Page 1 of 2
Bayesian RAPM
Posted: Fri Sep 21, 2018 10:16 pm
by Jinxed
This Topic has been split off from viewtopic.php?f=2&t=9517
DSMok1 wrote: ↑Thu Sep 20, 2018 2:02 pm
I am working with a 20 year RAPM dataset (1997-2017) to develop a new BPM formulation.
With a pure linear statistical plus minus, here are the residuals:
A negative residual would indicate the player produced more than the box score would indicate (non-box-score contribution) while a positive residual indicates the player produced less than the box score would indicate.
What I see is that post players are the hardest to measure with box score statistics. Much of their contribution comes from post defense--or lack thereof. More generally, defense is not shown in the box score. Players elite on defense are underrated with box scores and players bad on defense are overrated (particularly if they are post players). Jason Collins and Nick Collison vs. Hassan Whiteside and Carlos Rogers.
Is this 20 year dataset age adjusted?
Re: Estimated non boxscore RPM value
Posted: Mon Sep 24, 2018 11:14 am
by DSMok1
Jinxed wrote: ↑Fri Sep 21, 2018 10:16 pm
Is this 20 year dataset age adjusted?
It's better than age adjusted. It uses a Bayesian prior based on playing time each season.
Re: Estimated non boxscore RPM value
Posted: Tue Sep 25, 2018 12:14 am
by xkonk
DSMok1 wrote: ↑Mon Sep 24, 2018 11:14 am
Jinxed wrote: ↑Fri Sep 21, 2018 10:16 pm
Is this 20 year dataset age adjusted?
It's better than age adjusted. It uses a Bayesian prior based on playing time each season.

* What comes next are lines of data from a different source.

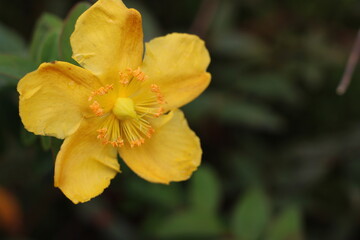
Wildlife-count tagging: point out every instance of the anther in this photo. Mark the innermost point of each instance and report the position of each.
(95, 107)
(159, 112)
(139, 75)
(101, 91)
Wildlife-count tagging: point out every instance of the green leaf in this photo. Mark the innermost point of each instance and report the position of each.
(68, 29)
(156, 195)
(190, 224)
(15, 66)
(151, 27)
(270, 86)
(204, 190)
(251, 215)
(45, 142)
(287, 226)
(240, 45)
(10, 42)
(45, 26)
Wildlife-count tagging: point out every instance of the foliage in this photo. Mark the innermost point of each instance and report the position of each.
(281, 150)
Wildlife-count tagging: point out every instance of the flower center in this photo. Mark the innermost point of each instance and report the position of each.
(124, 109)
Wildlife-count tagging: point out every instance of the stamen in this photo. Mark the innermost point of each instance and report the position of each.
(127, 75)
(139, 75)
(156, 89)
(96, 108)
(103, 137)
(101, 91)
(159, 112)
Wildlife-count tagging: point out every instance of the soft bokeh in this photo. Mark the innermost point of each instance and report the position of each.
(281, 149)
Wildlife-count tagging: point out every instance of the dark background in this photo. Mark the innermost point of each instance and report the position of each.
(281, 149)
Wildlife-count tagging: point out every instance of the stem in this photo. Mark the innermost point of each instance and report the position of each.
(350, 66)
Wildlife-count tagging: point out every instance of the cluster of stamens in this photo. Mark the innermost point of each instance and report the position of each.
(101, 91)
(96, 108)
(102, 135)
(119, 128)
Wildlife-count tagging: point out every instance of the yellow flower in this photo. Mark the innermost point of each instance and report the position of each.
(119, 102)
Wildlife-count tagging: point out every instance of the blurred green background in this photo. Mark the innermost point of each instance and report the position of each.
(281, 150)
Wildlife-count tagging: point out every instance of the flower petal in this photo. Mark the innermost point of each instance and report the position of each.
(54, 98)
(177, 63)
(108, 38)
(171, 154)
(84, 166)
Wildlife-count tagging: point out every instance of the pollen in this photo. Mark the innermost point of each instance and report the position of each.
(156, 89)
(101, 91)
(96, 108)
(128, 75)
(103, 134)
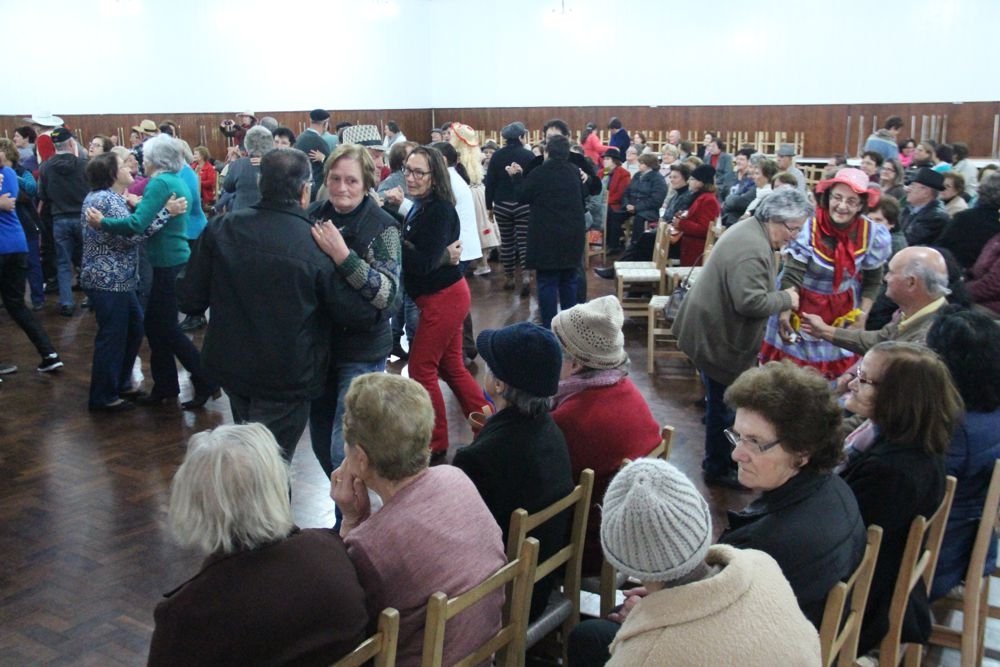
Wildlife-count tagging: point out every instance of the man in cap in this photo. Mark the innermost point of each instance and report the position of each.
(61, 190)
(312, 143)
(924, 217)
(786, 162)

Shouldn't it be both? Young guys who play a lot of minutes may be good now, but they might just be predicted to be good in the future. Unless the prior is based on the previous season's minutes played.

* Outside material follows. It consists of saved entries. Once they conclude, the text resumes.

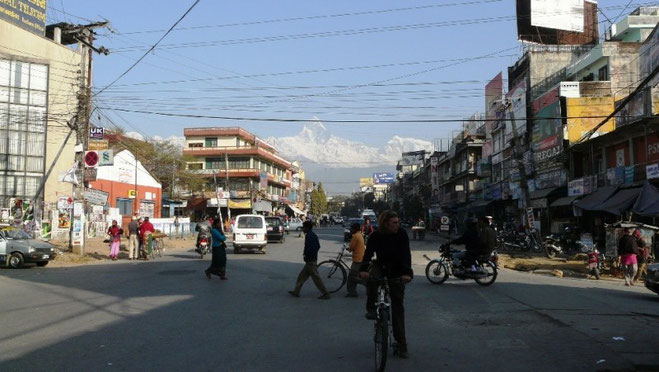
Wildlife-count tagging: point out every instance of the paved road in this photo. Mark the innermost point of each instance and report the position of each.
(165, 315)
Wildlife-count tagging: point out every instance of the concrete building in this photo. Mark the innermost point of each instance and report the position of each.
(232, 158)
(39, 87)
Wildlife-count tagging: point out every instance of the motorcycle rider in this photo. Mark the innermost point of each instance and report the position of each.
(472, 242)
(204, 231)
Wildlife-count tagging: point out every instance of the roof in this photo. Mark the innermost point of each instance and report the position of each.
(592, 201)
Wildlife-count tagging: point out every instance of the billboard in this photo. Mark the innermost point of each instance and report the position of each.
(547, 135)
(583, 114)
(565, 15)
(555, 22)
(517, 98)
(29, 15)
(381, 178)
(413, 158)
(365, 182)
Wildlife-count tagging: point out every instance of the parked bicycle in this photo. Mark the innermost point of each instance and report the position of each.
(383, 331)
(334, 272)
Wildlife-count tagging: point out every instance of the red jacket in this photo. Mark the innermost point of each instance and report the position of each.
(146, 228)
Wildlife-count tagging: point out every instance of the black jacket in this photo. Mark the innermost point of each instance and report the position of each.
(392, 252)
(626, 245)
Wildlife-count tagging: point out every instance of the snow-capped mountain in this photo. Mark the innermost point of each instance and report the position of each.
(315, 144)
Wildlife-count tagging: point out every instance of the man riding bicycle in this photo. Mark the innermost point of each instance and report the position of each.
(391, 246)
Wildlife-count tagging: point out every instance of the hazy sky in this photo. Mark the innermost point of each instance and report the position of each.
(337, 60)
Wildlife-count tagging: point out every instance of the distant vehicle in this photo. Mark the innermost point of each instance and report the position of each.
(295, 224)
(22, 248)
(652, 278)
(347, 235)
(275, 229)
(250, 232)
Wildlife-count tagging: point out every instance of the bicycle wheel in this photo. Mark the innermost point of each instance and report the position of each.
(436, 272)
(381, 339)
(491, 271)
(333, 275)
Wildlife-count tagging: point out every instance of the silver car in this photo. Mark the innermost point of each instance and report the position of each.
(18, 248)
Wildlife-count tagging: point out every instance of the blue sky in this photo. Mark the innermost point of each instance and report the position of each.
(337, 60)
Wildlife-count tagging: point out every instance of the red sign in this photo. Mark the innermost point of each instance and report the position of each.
(91, 158)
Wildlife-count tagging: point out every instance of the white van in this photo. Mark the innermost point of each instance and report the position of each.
(249, 232)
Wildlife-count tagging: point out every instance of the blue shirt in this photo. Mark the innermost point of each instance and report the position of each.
(311, 247)
(218, 238)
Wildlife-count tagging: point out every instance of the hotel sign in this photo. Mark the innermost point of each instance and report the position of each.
(27, 14)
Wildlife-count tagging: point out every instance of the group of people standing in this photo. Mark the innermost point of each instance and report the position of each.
(139, 238)
(390, 245)
(632, 251)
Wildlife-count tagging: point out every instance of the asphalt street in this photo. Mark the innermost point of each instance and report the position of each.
(165, 315)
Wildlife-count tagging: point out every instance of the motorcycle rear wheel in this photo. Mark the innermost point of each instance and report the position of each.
(491, 277)
(436, 272)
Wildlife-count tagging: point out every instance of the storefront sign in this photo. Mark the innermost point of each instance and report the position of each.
(652, 171)
(96, 197)
(575, 187)
(28, 15)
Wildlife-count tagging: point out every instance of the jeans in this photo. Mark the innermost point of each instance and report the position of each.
(353, 278)
(397, 295)
(310, 269)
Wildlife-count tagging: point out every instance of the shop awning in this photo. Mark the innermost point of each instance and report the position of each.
(296, 210)
(647, 203)
(544, 193)
(565, 201)
(480, 203)
(592, 201)
(621, 202)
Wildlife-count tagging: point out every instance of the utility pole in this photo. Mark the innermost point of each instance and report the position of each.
(85, 36)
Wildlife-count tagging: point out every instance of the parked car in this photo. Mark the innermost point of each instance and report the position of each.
(275, 229)
(22, 248)
(250, 232)
(652, 278)
(295, 224)
(347, 235)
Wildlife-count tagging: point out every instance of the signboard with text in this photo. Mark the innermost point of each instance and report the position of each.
(29, 15)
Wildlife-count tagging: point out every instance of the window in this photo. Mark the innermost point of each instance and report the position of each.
(603, 73)
(125, 206)
(211, 142)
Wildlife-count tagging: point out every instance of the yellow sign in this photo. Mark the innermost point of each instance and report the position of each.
(586, 113)
(240, 204)
(98, 145)
(365, 182)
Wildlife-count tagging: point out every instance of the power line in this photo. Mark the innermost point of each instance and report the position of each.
(150, 49)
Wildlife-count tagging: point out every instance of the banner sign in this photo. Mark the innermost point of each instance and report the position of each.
(29, 15)
(97, 197)
(382, 178)
(96, 133)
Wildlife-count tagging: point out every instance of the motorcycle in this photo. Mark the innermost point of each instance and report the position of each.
(439, 269)
(565, 243)
(202, 247)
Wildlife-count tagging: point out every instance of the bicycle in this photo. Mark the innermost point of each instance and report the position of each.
(383, 331)
(334, 272)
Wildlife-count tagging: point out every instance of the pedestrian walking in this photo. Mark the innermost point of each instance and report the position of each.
(642, 255)
(627, 250)
(115, 233)
(146, 229)
(133, 239)
(310, 269)
(219, 261)
(357, 248)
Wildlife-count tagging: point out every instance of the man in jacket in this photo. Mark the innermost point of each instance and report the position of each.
(357, 248)
(310, 269)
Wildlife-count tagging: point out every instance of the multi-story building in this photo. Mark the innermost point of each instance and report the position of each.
(40, 81)
(242, 164)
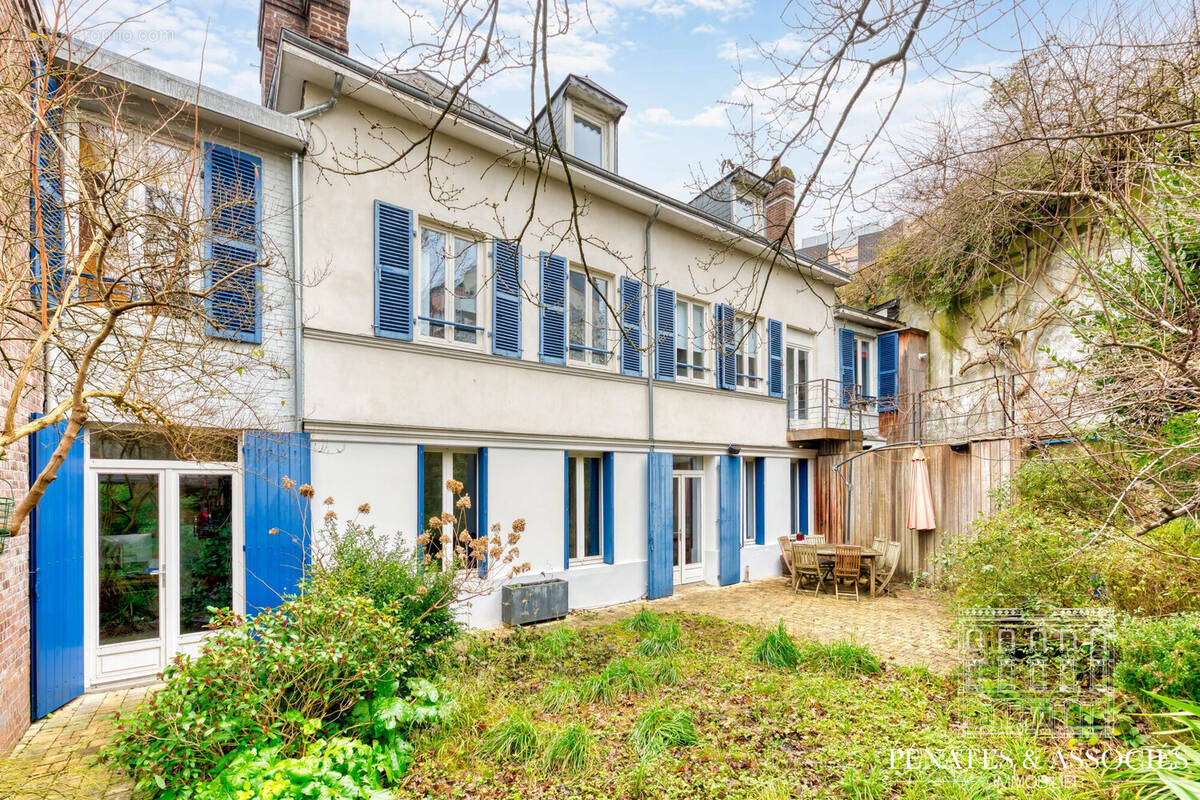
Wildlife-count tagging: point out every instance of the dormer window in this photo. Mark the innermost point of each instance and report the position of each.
(588, 140)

Re: Estimated non boxscore RPM value
Posted: Tue Sep 25, 2018 11:41 am
by DSMok1
xkonk wrote: ↑Tue Sep 25, 2018 12:14 am
DSMok1 wrote: ↑Mon Sep 24, 2018 11:14 am
It's better than age adjusted. It uses a Bayesian prior based on playing time each season.
Shouldn't it be both? Young guys who play a lot of minutes may be good now, but they might just be predicted to be good in the future. Unless the prior is based on the previous season's minutes played.
I looked into an age term along with the MPG term and the age term added nothing when the MPG term was done properly (note--it's not just MPG--also takes into account overall team strength). Age had 0 correlation with the residual.
Here's a group of players, the minutes-weighted average vanilla RAPM (which regresses low minutes players toward 0), the average Prior, and average total result:
Re: Estimated non boxscore RPM value
Posted: Tue Sep 25, 2018 3:41 pm
by Crow
Minutes adjusted for "overall team strength".... sounds good initially. Can an adjustment for position strength take it further? Position broadly defined by PG or G, Wing or Forward, Big or C groupings.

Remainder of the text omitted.